I'm as furious and frustrated as everyone else with the Senate's background check vote yesterday, and am just as pissed at the 4 Dems who voted "No" (Heitcamp, Begich, Pryor and Baucus) as anyone (of course, I'm also disgusted with the 41 Republicans who opposed it, but they're expected to be assholes).
However, there's one thing that bothers me--over on Facebook and Twitter, I keep seeing the same image being posted, showing the photos and names of the 54 "Yea" and 46 "Nay" votes...with Harry Reid listed on the "Nay" side, of course.
It doesn't make any difference to the outcome, of course, but the vote tally was actually 55 to 45: Harry Reid supported the bill but had to vote "No" as a procedural measure because, as Majority Leader, if he wants a chance to bring a bill he supports up again at a later date he has to vote against it due to
the obscure, arcane rules of the Senate.
I'm sure that others here who are more familiar with this rule can explain what it is and what the logic behind it is, but it certainly sounds like a pretty stupid rule to me.
Update: A couple of folks have indeed explained that this rule actually isn't anything specific to the Senate, it's a normal part of Robert's Rules of Order. Still seems kind of stupid to me--or, at least, it seems to me that there should be a special, official "asterisk" designation included in the Congressional Record or whatever. The point is that Reid's photo & name should really be included on the "Yea" side, with a special note explaining why he technically voted "Nay".
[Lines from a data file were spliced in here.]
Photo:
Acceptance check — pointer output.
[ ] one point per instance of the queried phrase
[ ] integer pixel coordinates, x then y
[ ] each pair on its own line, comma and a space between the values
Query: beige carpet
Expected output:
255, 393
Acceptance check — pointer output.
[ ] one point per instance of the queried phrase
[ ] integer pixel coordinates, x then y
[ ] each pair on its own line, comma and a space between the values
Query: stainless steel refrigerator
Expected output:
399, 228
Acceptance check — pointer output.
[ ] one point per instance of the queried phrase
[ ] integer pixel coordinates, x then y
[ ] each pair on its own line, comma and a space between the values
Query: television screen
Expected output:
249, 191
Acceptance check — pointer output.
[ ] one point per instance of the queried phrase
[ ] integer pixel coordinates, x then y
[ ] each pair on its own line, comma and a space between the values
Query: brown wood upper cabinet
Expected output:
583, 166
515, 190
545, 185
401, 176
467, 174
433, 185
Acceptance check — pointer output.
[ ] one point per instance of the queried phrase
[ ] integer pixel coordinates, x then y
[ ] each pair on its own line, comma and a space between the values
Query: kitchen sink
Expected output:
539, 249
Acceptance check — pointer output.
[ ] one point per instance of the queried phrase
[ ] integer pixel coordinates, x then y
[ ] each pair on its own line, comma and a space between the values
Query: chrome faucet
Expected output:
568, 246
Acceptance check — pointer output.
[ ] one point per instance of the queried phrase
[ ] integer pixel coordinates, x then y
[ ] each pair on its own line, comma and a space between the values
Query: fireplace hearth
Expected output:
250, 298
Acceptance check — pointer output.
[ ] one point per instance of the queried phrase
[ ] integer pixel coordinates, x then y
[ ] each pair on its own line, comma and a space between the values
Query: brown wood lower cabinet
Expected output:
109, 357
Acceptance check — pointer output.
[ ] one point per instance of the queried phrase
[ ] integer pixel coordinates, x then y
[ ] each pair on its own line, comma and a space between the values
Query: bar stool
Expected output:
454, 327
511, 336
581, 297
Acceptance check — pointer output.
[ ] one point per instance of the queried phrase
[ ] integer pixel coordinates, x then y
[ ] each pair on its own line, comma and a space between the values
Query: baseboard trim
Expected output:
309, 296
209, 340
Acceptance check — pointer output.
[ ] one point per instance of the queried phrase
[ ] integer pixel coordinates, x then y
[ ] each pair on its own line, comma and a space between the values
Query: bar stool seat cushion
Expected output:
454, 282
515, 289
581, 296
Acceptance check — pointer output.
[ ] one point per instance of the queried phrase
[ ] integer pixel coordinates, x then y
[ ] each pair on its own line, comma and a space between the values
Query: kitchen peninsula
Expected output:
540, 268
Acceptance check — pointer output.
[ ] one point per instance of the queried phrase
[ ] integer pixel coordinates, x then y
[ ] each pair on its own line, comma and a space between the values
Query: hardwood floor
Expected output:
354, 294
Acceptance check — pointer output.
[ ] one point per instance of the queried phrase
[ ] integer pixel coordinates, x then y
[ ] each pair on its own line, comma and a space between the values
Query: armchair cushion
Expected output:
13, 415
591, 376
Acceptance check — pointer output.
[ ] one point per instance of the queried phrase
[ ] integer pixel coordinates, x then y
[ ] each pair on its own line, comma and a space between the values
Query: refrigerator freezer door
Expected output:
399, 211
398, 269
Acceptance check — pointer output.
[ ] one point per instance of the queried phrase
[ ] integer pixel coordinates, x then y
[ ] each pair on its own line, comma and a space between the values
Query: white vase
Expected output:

Anyway, I just wanted to get that out there.
On the other hand, the bill would've passed if he'd actually instituted filibuster reform back in January as he repeatedly stated that he would, so in that sense the failure of the bill to pass is partly his fault, so there you go.
As for the other 4 Dems who voted "No", they have no such excuse. Cliff Schecter posted this graphic over on Facebook (not sure of the original source, but it's quite appropriate):
--Heidi Heitcamp, ND (not up until 2018)
--Mark Begich, AK (up in 2014 - won a squeaker in 2008)
--Mark Pryor, AR (up in 2014 - won 80% of the vote in 2008)
--Max Baucus, MT (up in 2014 - won 73% of the vote in 2008)
Of these 4, the only one who might get a pass here is Mark Begich, but even that's pretty weak tea; as Schecter pointed out, Kay Hagen, Jeanne Shaheen & Mary Landrieu are also in very tough red-state 2014 races and still stuck their necks out to vote Yes.
Meanwhile, Pryor and Baucus won over 70% of the vote in their respective elections last time around, and Heitcamp has 5 1/2 years to change the conversation if she has to.